Sunday, September 29, 2013

Must Children Be Pressured Into Finding Long-Term Happiness?, or Maria Montessori Had the Right Idea

Stuart K. Hayashi


I think that many people have the wrong idea of what it means to encourage children to achieve. Many people have the notion that man is a "fallen creature" -- fallen from grace -- and that this means every behavior we find desirable in others is somehow a negation of human nature, human nature somehow being inherently corrupt. Thus, laziness and self-indulgence are considered to be parts of human nature, whereas self-discipline and the showing of grit in the face of setbacks are somehow assumed to be the mind and the will overcoming human nature itself. Thus a number of people have the primitive notion that it's good for parents to pressure their children to achieve.

A few years ago, Professor Amy Chua of Yale caused a controversy when she wrote a book about Asian 'Tiger Moms' who put heavy pressure on their children to succeed in school. But a more recent book ('Gifted Hands') by black neurosurgeon Benjamin Carson shows that his mother was as much of a Tiger Mom as the Asians.

"Not only did Dr. Carson rise from the ghetto to become an internationally recognized neurosurgeon, his brother became an engineer — both of them children of a poverty-stricken mother with only three years of education. But Tiger Moms get results.
--Thomas Sowell


Long before Amy Chua came along, there already was a term for the "Tiger Mother" model she extolled. The original term for "Tiger Mother" was . . . "Stage Mother." If you want an example of what a Tiger Mother really looks like, consider how Gypsy Rose Lee's mother was portrayed in the movie Gypsy. That is our glorious Tiger Mom. Incidentally, Lisa VanDamme provides an excellent refutation of the "Tiger Mom" model over here.
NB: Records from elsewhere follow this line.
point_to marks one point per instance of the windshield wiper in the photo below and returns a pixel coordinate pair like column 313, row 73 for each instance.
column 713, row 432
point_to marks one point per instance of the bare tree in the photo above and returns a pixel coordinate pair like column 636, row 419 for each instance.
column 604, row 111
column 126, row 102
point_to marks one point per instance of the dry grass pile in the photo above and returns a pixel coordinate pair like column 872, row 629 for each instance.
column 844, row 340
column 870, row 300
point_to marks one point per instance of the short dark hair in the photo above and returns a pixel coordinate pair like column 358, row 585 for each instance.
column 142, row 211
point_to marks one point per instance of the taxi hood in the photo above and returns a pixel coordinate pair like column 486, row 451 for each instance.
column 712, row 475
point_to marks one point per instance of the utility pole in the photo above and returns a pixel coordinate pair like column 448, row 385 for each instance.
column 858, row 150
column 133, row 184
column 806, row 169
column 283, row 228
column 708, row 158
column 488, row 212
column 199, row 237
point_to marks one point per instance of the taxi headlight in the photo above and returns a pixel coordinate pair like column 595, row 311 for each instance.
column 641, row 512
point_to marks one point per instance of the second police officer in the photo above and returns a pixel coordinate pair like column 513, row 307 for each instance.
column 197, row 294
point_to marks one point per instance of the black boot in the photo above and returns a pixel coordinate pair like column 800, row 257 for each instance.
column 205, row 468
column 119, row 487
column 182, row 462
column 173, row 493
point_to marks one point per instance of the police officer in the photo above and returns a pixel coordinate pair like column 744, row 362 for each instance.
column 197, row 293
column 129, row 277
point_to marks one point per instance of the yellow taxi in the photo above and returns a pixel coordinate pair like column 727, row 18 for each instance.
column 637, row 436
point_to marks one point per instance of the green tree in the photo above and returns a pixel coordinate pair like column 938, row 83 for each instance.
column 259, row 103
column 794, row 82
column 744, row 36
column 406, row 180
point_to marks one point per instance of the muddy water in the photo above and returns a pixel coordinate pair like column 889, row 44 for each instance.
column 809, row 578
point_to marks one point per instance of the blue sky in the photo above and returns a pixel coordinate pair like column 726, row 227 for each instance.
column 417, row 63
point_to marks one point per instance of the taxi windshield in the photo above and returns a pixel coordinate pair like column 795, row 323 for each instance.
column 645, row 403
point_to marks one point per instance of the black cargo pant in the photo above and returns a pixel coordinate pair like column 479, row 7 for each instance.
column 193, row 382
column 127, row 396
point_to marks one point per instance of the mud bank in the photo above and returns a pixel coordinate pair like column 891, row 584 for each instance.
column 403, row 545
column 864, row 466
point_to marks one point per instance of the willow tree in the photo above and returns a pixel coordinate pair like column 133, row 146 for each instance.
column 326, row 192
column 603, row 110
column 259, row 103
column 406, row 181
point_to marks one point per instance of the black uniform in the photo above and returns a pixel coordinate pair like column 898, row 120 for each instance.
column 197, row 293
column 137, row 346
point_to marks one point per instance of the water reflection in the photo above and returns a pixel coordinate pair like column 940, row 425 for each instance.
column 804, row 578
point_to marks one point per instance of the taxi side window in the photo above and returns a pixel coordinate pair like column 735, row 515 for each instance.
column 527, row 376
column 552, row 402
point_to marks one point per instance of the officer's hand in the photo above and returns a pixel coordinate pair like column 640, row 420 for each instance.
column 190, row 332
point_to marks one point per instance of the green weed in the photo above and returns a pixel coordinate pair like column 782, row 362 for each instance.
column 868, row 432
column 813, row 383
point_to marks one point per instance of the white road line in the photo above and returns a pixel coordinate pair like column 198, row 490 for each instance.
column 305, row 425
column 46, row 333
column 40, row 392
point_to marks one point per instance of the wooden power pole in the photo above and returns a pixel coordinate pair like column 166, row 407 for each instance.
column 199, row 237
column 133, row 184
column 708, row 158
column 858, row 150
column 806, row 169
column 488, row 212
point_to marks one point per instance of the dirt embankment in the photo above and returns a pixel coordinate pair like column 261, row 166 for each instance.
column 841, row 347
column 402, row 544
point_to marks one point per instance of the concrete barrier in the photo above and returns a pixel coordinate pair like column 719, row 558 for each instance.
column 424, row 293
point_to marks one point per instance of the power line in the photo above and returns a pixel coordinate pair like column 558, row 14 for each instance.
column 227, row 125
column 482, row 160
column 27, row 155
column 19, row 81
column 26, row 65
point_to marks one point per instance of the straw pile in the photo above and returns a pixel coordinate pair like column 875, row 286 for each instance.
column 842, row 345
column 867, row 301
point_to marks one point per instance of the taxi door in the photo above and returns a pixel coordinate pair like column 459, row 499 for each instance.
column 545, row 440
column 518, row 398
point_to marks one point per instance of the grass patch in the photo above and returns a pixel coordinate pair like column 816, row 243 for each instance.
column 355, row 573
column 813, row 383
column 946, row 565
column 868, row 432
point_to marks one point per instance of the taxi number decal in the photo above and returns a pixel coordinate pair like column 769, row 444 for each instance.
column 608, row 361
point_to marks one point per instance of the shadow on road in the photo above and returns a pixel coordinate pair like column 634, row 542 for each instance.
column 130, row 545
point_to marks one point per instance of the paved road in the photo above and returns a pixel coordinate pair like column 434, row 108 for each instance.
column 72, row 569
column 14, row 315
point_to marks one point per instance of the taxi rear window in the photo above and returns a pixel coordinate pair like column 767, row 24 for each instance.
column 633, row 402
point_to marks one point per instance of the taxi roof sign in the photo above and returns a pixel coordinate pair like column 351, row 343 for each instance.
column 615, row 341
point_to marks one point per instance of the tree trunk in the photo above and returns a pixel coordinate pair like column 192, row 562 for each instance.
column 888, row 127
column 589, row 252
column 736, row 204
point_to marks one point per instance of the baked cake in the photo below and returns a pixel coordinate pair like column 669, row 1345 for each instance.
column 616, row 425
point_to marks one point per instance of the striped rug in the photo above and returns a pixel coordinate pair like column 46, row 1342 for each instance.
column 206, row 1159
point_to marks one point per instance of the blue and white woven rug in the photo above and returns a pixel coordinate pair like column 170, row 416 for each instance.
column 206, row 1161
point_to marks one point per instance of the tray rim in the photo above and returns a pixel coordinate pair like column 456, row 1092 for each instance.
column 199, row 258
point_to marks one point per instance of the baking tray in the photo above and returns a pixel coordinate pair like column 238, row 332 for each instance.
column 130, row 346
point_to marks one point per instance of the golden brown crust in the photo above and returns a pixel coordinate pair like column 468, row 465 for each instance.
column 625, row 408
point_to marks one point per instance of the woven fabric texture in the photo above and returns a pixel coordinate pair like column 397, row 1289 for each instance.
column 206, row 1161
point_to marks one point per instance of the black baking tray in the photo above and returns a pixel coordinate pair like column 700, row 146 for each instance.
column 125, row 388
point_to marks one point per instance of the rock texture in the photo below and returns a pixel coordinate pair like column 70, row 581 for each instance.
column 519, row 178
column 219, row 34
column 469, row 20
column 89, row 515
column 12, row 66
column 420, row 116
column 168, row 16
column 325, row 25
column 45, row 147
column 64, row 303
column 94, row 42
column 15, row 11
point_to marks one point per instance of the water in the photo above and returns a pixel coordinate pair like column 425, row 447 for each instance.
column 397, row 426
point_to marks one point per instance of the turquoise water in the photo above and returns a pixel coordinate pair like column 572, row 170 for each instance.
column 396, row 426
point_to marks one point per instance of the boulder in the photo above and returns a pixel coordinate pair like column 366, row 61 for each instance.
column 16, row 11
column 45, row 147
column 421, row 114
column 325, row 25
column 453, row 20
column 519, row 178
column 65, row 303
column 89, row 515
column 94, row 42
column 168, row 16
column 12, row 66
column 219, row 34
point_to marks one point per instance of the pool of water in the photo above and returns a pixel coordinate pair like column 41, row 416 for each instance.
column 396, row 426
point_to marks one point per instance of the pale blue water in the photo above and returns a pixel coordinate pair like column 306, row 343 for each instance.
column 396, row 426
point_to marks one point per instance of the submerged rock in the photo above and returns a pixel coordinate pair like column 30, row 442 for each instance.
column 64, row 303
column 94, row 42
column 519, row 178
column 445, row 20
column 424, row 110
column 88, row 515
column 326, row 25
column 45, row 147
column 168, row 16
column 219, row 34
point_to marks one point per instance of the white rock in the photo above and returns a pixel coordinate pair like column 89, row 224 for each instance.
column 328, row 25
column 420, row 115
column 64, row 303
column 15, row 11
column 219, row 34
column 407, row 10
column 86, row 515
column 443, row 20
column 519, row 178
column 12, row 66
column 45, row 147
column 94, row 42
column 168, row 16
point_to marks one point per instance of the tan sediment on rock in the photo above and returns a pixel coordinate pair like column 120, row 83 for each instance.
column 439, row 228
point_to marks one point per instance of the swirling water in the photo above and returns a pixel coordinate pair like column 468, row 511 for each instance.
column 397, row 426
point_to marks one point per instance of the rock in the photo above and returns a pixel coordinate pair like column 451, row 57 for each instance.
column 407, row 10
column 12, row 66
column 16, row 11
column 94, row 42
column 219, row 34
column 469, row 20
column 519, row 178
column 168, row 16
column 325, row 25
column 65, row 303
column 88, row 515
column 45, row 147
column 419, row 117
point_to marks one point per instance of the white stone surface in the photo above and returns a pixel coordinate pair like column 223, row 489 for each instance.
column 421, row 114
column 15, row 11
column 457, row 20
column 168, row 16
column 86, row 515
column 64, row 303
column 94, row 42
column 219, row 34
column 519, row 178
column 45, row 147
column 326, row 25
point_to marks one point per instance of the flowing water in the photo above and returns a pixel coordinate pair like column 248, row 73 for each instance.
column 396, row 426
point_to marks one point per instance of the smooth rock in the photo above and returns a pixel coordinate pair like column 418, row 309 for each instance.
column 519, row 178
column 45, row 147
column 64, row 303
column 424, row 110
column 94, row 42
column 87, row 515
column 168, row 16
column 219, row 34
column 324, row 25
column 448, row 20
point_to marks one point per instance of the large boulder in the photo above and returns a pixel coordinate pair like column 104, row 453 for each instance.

The one who really had the right idea about encouraging children to achieve was Maria Montessori. Certainly children do need guidance and care -- it is important to protect children from physical danger, such as from touching hot stoves. But aside from that, it's important to let children discover what are their own interests and aptitudes, and to let them develop the peaceable skills that they want to develop -- to let them develop themselves as the autodidacts that human beings are naturally born to be. There is something far more important than my getting my children to accomplish what I want for them: it's that my children ultimately be free to accomplish what they want for themselves.